Equipment and Software Used

Scanning
Windows 98/2000 workstations
Ricoh 450 Page Scanners
HP 6300 Page Scanners
Wicks and Wilson 4100 Microfilm scanner
ScreenScan Microfiche scanner
Maxtor Firewire drives (storage)
Adobe Photoshop
Cerious ThumbsPlus (image indexing and processing)
NameWiz (filerenaming)
OCR
  • high accuracy - Prime Recognition
  • average accuracy - Abbyy Finereader
Web
Windows 2000 Advanced Server
White box web server
  • Pentium III-1000 Processor
  • 512 MB RAM
  • 10 73-GB SCSI drives in a RAID-5 configuration
Microsoft SQL Server 2000 Standard
Microsoft Access 2000
TextDB (Full Text Indexing)


Cataloguing and Meta Data Standards

Currently, the AHDP has benefited greatly from the work already done by librarians in the item-level cataloguing of the works that the AHDP has digitized. Currently, items in the AHDP have their descriptive cataloguing drawn from the University of Calgary library catalogue. New items are catalogued by trained cataloguers from U of C library bibliographic services following AACR2 rules. The core records exist in MARC format.

Currently, the AHDP exists primarily in English although full-text searching is in the original language of the document. Each item in the AHDP has an index page that provides an interactive table of contents to that volume. A Dublin Core header will be added to each of these index pages to provide harvesting of each individual volume.
Currently, the AHDP employs an 8.3 file name convention in the name of all of its files. The general convention is:

Character Role
1 Letter - Describes the general collection to which the item belongs (handles 26 collections)
2-3 Alphanumeric - Identifies the specific item in the collection (handles 1,296 items)
4 Letter - Describes the type of file (A - size 1 display, B - size 2 display, etc.)
5-8 Numeric - Identifies the specific page of the document (handles 10,000 pages)
.  
9-11 Letter - standard MIME extension for the file format

The AHDP uses the first three characters to provide persistent access to the item on its site.
Notes: DC_Subject and DC_Description are currently not used.

Database Specifications

Currently the AHDP uses a database structure that tracks administrative and descriptive meta data for item and page level information in relatively simple table structures. Additional tables are utilized for controlled vocabularies but all information at either the page or item level can be exported to a comma-delimited format. The core database engine for the AHDP is the Microsoft Database Engine (MDE); the project utilizes both Microsoft Access and SQL Server for the operations.

Web Site Specifications

General
One of the guiding principles for the AHDP is to provide a simple interface to the resources. Complex client-side scripting and the usage of plug-ins is avoided where possible. Pages are created using standard HTML 4.0 code. The majority of the scripting and validation occurs at the server level.

Web Site Auditing and Evaluation
Complete logs of server activity are maintained by the AHDP.

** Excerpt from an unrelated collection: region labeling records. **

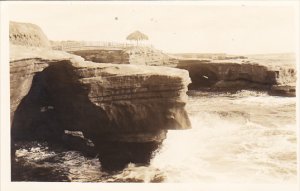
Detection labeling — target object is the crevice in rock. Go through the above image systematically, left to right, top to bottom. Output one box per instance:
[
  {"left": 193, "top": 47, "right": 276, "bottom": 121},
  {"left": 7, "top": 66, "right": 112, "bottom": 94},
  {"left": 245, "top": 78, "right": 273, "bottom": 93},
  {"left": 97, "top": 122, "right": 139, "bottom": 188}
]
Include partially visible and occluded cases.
[{"left": 11, "top": 61, "right": 163, "bottom": 170}]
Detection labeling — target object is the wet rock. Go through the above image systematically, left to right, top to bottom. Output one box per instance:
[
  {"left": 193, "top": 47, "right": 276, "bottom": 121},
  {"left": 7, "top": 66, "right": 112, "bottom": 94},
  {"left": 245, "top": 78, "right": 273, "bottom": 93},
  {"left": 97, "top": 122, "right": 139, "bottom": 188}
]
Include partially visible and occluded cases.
[{"left": 10, "top": 21, "right": 191, "bottom": 169}]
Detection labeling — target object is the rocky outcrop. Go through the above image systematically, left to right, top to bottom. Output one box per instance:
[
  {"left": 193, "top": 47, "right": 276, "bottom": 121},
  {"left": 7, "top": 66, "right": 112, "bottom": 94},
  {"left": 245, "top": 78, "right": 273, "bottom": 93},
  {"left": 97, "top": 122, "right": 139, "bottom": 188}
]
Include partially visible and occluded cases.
[
  {"left": 10, "top": 21, "right": 191, "bottom": 169},
  {"left": 68, "top": 46, "right": 178, "bottom": 66},
  {"left": 69, "top": 49, "right": 129, "bottom": 64},
  {"left": 11, "top": 54, "right": 190, "bottom": 168},
  {"left": 177, "top": 60, "right": 296, "bottom": 95}
]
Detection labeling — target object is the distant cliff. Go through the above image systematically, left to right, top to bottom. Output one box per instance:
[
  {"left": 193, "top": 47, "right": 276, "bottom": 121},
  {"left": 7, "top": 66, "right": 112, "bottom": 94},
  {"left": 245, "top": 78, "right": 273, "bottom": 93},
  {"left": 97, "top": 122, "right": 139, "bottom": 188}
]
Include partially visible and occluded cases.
[
  {"left": 9, "top": 22, "right": 51, "bottom": 48},
  {"left": 10, "top": 23, "right": 191, "bottom": 168},
  {"left": 177, "top": 60, "right": 296, "bottom": 96}
]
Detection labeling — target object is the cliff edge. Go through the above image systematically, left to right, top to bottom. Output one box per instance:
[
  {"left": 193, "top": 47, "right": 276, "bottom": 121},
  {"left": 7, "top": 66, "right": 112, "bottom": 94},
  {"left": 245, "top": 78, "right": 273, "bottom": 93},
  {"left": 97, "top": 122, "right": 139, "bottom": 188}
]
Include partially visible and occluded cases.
[{"left": 10, "top": 23, "right": 191, "bottom": 169}]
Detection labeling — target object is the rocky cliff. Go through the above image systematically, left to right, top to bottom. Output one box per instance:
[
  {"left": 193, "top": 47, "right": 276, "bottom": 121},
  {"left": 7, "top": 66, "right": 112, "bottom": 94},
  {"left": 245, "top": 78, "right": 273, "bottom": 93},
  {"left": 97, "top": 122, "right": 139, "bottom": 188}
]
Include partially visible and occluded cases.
[
  {"left": 10, "top": 24, "right": 190, "bottom": 169},
  {"left": 68, "top": 47, "right": 178, "bottom": 66},
  {"left": 177, "top": 60, "right": 296, "bottom": 96}
]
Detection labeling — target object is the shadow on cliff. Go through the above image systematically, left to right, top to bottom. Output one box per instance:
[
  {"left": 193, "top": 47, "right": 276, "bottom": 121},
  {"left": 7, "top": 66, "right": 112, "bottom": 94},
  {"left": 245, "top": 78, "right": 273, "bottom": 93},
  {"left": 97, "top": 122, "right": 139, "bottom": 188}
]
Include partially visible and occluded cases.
[{"left": 11, "top": 61, "right": 160, "bottom": 171}]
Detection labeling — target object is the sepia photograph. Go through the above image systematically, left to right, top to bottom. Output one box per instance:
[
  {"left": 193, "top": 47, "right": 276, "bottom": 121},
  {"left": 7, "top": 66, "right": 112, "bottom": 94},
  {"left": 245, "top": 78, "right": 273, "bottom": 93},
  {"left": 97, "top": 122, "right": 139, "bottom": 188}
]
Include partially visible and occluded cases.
[{"left": 1, "top": 1, "right": 299, "bottom": 191}]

Programming and Scripting Languages
Currently, the AHDP employs Active Server Pages 3.0 for its server side scripting. Cookies have been avoided in the past over concerns of privacy and lack of support at the client side (whether by choice or because of incompatible clients). As stated above, client side scripting is avoided where ever possible to ensure that the majority of users will have little to no problems accessing the site.

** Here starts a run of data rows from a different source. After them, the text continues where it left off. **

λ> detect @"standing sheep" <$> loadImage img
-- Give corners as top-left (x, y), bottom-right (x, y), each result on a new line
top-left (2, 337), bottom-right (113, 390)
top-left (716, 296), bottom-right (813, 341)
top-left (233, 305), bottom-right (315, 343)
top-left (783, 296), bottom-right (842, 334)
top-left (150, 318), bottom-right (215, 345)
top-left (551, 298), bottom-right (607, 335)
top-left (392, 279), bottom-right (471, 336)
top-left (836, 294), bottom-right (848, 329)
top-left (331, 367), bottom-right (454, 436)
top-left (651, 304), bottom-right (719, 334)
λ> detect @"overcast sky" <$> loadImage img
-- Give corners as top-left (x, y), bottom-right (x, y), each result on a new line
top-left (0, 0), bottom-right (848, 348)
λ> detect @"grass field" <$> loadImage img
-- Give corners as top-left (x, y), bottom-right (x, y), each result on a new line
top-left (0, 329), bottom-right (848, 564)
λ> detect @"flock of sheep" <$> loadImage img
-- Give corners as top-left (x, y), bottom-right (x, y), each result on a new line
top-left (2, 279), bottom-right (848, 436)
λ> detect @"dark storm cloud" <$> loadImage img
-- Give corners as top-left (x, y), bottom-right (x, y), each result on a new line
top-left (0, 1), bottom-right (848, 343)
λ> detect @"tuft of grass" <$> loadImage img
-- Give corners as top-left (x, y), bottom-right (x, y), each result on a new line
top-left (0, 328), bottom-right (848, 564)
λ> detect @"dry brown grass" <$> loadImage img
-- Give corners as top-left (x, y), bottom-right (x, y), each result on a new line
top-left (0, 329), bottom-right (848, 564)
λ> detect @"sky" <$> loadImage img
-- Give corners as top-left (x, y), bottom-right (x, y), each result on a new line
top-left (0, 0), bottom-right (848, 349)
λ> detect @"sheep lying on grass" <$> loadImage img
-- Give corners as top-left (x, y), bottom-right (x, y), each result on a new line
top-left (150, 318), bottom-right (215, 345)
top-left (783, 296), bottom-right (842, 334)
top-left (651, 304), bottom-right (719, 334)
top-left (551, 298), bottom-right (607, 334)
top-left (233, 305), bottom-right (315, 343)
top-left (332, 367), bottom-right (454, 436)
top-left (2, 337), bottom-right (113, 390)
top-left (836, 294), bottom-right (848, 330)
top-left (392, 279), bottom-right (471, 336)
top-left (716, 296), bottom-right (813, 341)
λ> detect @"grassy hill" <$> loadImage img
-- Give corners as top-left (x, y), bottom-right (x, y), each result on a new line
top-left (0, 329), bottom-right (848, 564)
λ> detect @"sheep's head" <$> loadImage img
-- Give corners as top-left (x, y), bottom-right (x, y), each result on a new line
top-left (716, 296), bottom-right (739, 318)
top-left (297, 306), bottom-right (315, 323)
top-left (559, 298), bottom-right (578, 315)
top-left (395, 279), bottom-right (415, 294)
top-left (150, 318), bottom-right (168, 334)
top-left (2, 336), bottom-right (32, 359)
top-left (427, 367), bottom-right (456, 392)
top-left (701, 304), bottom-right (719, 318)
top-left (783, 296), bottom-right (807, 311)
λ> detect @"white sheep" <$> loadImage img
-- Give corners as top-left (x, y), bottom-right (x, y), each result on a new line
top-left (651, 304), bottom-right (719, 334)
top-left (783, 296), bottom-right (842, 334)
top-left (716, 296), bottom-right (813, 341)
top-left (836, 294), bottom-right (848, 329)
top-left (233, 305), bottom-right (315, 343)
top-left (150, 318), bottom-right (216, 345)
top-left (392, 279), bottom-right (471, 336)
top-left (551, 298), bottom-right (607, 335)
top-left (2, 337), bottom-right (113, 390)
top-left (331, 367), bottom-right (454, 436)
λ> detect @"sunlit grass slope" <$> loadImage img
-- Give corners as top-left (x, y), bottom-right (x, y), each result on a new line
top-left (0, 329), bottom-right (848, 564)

Preservation and Records Management
The AHDP currently uses CD-R technology to store digital files for long term storage and employs only standard file formats (TIFF, JPEG, HTML) that are open and non-proprietary for all of its work. CD-Rs are written using standard ISO-9660 format to ensure maximum compatibility.

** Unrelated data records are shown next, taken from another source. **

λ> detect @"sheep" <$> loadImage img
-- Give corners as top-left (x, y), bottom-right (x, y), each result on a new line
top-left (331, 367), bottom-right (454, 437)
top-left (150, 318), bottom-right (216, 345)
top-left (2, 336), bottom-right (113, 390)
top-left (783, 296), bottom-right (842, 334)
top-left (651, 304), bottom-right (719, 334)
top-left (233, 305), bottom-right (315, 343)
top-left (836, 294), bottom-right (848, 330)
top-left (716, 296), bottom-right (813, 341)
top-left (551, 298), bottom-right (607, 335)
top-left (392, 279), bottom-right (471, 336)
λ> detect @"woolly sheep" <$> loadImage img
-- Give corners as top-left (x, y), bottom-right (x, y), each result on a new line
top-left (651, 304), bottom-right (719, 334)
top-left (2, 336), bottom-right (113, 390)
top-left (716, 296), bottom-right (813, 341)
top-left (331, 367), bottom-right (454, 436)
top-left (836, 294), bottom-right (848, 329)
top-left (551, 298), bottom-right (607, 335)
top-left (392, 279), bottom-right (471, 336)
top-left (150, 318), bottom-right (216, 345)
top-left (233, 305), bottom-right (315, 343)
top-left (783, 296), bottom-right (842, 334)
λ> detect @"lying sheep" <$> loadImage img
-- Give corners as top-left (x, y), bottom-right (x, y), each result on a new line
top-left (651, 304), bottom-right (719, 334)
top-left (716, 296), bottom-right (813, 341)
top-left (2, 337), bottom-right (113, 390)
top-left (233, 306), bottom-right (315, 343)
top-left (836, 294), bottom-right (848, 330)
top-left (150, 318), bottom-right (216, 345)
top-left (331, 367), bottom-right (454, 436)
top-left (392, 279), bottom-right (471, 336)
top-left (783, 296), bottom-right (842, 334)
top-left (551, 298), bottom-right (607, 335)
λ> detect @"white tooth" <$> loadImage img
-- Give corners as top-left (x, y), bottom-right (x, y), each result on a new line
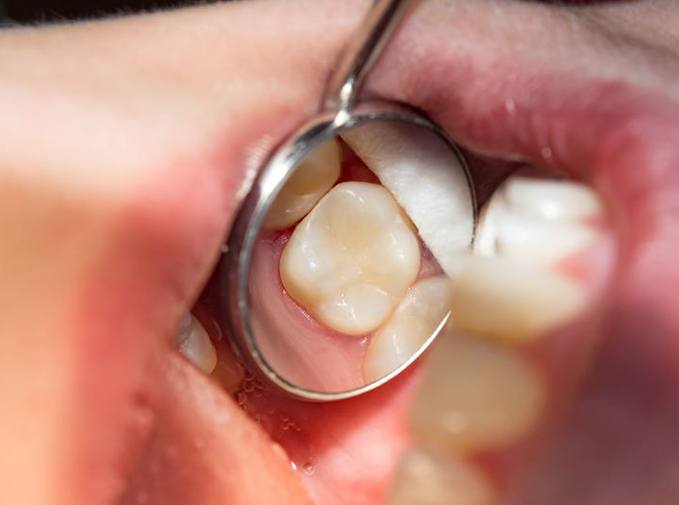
top-left (264, 139), bottom-right (341, 230)
top-left (504, 176), bottom-right (603, 221)
top-left (451, 256), bottom-right (585, 342)
top-left (176, 314), bottom-right (217, 374)
top-left (474, 176), bottom-right (600, 266)
top-left (342, 122), bottom-right (474, 276)
top-left (388, 451), bottom-right (495, 505)
top-left (280, 182), bottom-right (420, 335)
top-left (363, 276), bottom-right (452, 383)
top-left (410, 331), bottom-right (545, 454)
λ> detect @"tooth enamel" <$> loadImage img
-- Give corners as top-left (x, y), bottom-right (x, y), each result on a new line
top-left (175, 314), bottom-right (217, 374)
top-left (451, 256), bottom-right (585, 342)
top-left (264, 139), bottom-right (341, 230)
top-left (280, 182), bottom-right (420, 335)
top-left (363, 276), bottom-right (452, 383)
top-left (388, 451), bottom-right (495, 505)
top-left (474, 176), bottom-right (601, 266)
top-left (504, 176), bottom-right (602, 221)
top-left (410, 330), bottom-right (545, 454)
top-left (342, 123), bottom-right (474, 276)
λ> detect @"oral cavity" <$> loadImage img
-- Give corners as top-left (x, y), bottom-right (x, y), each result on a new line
top-left (389, 176), bottom-right (604, 505)
top-left (175, 314), bottom-right (217, 374)
top-left (280, 182), bottom-right (420, 335)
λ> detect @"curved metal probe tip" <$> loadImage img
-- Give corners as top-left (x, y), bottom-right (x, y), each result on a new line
top-left (323, 0), bottom-right (419, 114)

The general principles that the AHDP employ to ensure long term access to the media is to create CRC-32 values for individual files and to do spot checks on the media on a regular basis. Duplicate copies of media are made to store with one on-site and one off-site copy. In addition to backing up the database information separately, the AHDP plans to save the meta data with the files in XML format once the template has been developed.